Jeszcze dla uściślenia. Owo „pożegnanie” ze spółdzielnią jest czasem iluzoryczne i wręcz niemożliwe w sytuacji gdy tylko niektórzy lokatorzy wykupili na własność mieszkania i stali się właścicielami. Można nie być członkiem spółdzielni i mieć wykupione na własność mieszkanie, ale nadal mieszkać w bloku w którym większość lokali należy do spółdzielni i to ona ma głos decydujący w sprawach zarządzania nieruchomością i do niej wnosi się opłaty eksploatacyjne i za utrzymanie części wspólnych nieruchomości. Polecam lekturę ustawy o spółdzielniach mieszkaniowych, a szczególnie art. 4 (kwestia opłat) oraz Rozdział 3 – Prawo odrębnej własności lokalu.
Nie ma jakiejś generalnej zasady, że tu się płaci mniej, a tam więcej. To zależy od kosztów jakie trzeba ponosić. Jeśli spółdzielnia jest dobrze zarządzana i nie ma potrzeby przeprowadzania zbyt częstych remontów (np. Z powodu dewastacji klatek schodowych przez lokatorów) lub spółdzielnia nie zaciągnęła kredytu np. na ocieplenie budynku to może się zdarzyć, że w spółdzielni mogą być niższe opłaty. Jeśli chodzi o nieruchomość zarządzaną przez wspólnotę to wydaje się, że wszyscy będą dążyli do racjonalizacji wydatków i minimalizacji kosztów np. będą woleli wyłączyć centralne ogrzewanie gdy temperatura nie jest zbyt niska. Jednak jeśli wspólnota weźmie jakieś kredyty to wszyscy muszą je spłacać i opłaty też będą wysokie.

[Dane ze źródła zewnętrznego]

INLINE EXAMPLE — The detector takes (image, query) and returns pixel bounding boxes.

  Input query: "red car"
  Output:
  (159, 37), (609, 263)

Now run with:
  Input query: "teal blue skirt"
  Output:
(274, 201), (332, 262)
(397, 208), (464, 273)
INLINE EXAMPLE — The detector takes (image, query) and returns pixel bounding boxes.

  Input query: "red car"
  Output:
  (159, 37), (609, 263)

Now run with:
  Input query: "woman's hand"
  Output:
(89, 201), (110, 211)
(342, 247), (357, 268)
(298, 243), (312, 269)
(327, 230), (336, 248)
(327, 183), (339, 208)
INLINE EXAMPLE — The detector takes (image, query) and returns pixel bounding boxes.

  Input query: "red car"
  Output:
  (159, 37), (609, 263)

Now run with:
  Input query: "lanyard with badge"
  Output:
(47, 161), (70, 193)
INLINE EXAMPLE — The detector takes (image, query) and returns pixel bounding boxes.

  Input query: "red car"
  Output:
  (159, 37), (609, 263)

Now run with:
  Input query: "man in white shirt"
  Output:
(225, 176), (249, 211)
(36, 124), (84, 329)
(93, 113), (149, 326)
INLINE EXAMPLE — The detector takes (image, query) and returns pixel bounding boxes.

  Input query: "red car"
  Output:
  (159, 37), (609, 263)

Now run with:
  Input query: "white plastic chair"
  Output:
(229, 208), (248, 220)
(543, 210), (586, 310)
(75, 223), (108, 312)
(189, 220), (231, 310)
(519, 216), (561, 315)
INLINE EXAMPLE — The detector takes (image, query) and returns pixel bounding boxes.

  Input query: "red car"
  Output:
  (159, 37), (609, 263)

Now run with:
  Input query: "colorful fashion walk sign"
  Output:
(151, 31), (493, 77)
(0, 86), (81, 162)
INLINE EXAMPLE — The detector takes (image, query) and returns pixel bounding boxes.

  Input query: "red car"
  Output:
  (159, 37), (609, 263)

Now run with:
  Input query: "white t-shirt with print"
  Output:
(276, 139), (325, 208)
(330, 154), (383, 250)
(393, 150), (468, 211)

Jeśli chodzi o konkretny przykład to na moim osiedlu ludzie mieszkający w budynkach spółdzielni mieszkaniowej płacą nieco wyższe opłaty związane z mieszkaniem niż mieszkańcy bloku „wspólnotowego”. Jednak tak jak powiedziałem, wszystko zależy od indywidualnej sytuacji i gospodarności zarządzających. Przecież spółdzielnia mieszkaniowa to wszyscy członkowie spółdzielni, którzy mają wpływ na kierunki jej działania.
Jeśli chodzi o konkretny przykład to na moim osiedlu ludzie mieszkający w budynkach spółdzielni mieszkaniowej płacą nieco wyższe opłaty związane z mieszkaniem niż mieszkańcy bloku „wspólnotowego”. Jednak tak jak powiedziałem, wszystko zależy od indywidualnej sytuacji i gospodarności zarządzających. Przecież spółdzielnia mieszkaniowa to wszyscy członkowie spółdzielni, którzy mają wpływ na kierunki jej działania.
Przekonać na pewno będzie trudno, bo jak napisałem poprzednio prawdziwa wspólnota powstanie jeśli wszyscy przekształcą na własność swoje mieszkania, a poza tym będą świadomi tego, że sami ponoszą odpowiedzialność za swój blok i muszą decydować o nim. W ramach spółdzielni nie trzeba się tak naprawdę troszczyć o to jak nieruchomość jest zarządzana i wielu ludzi to nie obchodzi jeśli tylko opłaty nie są przesadne.